Enfim. Até um 1 ano e meio atrás, eu pensava que tinha perdido a virgindade com um namorado que tive em 2005, que tinha sido tudo lindo e romântico. Até me sentia privilegiada, já que a maioria das mulheres não têm uma história dessas pra contar.

O caso é que, de repente, assim mesmo, do nada, sem nenhum gatilho, me veio à mente uma lembrança horrível e que eu ainda me assusto com ela. Uma lembrança que está afetando muito a minha vida.

Meu namoro, na época, era aberto e eu saía sem o X às vezes e ficava com outros caras. Nunca tinha passado de beijo e abraço e, muito raramente, um amasso que nunca chegava a tocar nas genitálias. Um dia eu bebi bastante (na verdade, pro meu padrão de fim de semana da época, nem era tanto assim) e fiquei com um rapaz, amigo de uma amiga, que eu sempre achei muito atraente.

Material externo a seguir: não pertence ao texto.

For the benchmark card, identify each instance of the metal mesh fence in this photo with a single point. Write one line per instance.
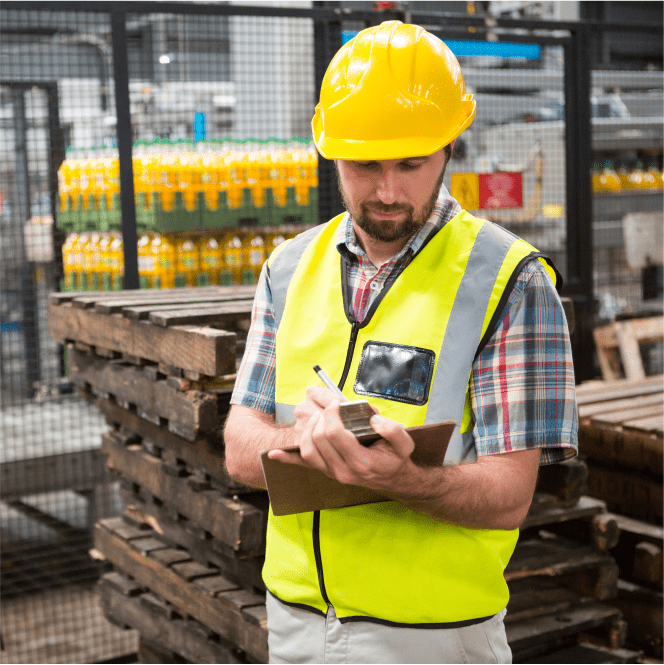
(223, 170)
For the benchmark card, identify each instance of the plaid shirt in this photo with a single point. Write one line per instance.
(522, 383)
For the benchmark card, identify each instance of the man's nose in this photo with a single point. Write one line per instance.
(386, 186)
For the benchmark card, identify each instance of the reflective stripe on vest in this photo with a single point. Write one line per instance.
(384, 561)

O rapaz fazia faculdade na mesma universidade que eu e a gente sempre ficava conversando. O caso é que, eu soltei que eu sentia muita atração por ele e que já quis transar com ele (a gente já estava ficando, mas nem tinha rolado amasso nem nada, ainda). Minha casa ficava perto da praça onde estávamos e eu costumava usar o meu banheiro, no lugar de ir no banheiro do bar. Ele foi comigo (ele já tinha ido na minha casa muitas vezes).

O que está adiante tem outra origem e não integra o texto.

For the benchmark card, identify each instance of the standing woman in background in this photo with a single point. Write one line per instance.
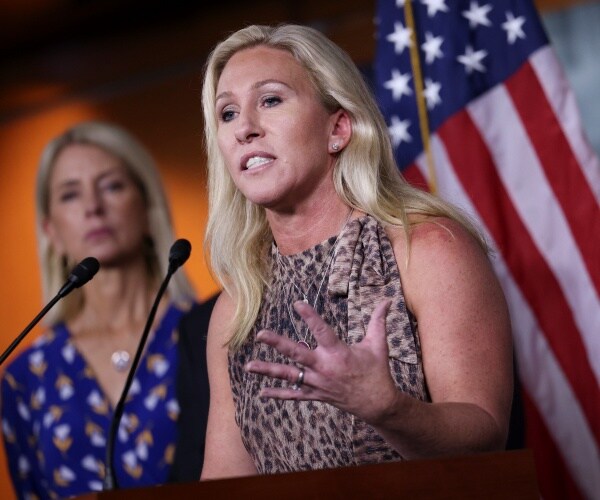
(361, 320)
(99, 194)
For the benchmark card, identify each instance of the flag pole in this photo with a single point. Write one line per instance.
(421, 108)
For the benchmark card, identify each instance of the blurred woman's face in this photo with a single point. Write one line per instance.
(95, 207)
(273, 130)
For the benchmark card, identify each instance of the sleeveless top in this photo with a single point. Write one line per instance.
(354, 274)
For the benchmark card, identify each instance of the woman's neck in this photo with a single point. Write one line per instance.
(118, 300)
(306, 226)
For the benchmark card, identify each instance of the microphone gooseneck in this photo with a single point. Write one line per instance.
(179, 253)
(83, 272)
(80, 275)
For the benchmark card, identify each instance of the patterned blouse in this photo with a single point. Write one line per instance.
(56, 418)
(344, 278)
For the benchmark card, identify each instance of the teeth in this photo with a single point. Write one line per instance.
(256, 161)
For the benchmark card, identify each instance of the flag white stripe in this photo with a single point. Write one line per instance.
(539, 211)
(547, 387)
(562, 100)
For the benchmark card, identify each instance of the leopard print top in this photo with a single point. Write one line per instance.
(285, 436)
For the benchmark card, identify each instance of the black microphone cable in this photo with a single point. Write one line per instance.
(179, 253)
(81, 274)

Começou a rolar uns beijos mais quentes e ele quis tirar a minha roupa. Eu deixei, mas, depois, eu desisti de dormir com ele. Eu queria, mesmo, era ter a minha primeira vez com o tal namorado da época. O cara insistiu e acabou “fazendo o que queria”.

No outro dia, acordei e fui pra aula. Muitas amigas comentaram que ele espalhou pra todo mundo que “tinha me comido” e que não tinha mais nenhuma virgem no campus. Eu não entendia, por que eu não me lembrava que a gente tinha transado. Eu só me lembrava de ele ir até a minha casa comigo e da gente se beijar no portão. Na minha cabeça, eu tinha usado o banheiro e ido dormir em seguida… bem… não foi o que aconteceu.

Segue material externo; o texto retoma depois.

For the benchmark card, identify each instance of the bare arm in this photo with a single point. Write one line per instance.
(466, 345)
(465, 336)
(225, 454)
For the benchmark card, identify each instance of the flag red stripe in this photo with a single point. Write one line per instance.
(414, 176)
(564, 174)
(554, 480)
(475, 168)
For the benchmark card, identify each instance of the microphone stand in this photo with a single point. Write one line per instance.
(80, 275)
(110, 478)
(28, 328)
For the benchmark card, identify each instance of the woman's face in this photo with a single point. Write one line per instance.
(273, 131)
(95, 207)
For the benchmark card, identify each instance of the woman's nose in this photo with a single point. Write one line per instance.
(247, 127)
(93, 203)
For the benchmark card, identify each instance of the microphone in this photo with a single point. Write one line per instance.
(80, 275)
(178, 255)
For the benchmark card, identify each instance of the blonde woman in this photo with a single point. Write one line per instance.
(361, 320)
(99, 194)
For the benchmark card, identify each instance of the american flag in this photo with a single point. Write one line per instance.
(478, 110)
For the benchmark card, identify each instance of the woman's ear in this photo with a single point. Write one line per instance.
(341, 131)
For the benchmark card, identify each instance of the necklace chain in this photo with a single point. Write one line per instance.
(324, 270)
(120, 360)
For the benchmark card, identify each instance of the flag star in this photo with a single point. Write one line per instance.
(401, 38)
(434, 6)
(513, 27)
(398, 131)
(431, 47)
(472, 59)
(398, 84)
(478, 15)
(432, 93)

Contei para o meu atual namorado, que recebeu a “confissão” muito bem. Não me julgou e nem fez tempestade em copo d’água. O problema é que, depois disso, dificilmente eu tenho vontade de fazer sexo. Eu amo muito o meu atual namorado, estamos juntos faz muito tempo e ele não pressiona, nem usa o fato de a gente raramente transar nas brigas.

O problema é com relação a mim mesma. Me sinto fisicamente mal sempre que tenho prazer com alguma coisa que envolva meu corpo. Nunca me senti privada dos meus “direitos sexuais”, nem pelos meus pais. Meus namorados sempre puderam dormir na minha casa. Provavelmente este rapaz nem faz ideia que estuprou uma menina (eu tinha 20 anos, agora tenho quase 30), nem faz ideia do mal que causou depois de tanto tempo… Só me sinto aliviada pela certeza de que ele não me passou nenhuma doença venérea (graças às doações de sangue frequentes e os exames preventivos anuais no ginecologista). Ele deixou meu coração doente (não sei em que medida isso é pior ou melhor que a primeira opção).

Obrigada por lerem até aqui. Espero que meu depoimento ajude outras meninas a entender o que aconteceu. Mais ainda, espero que ajude outras meninas a serem firmes com o “não”, mesmo que este “não” apareça num momento em que elas pensem que não tem mais jeito.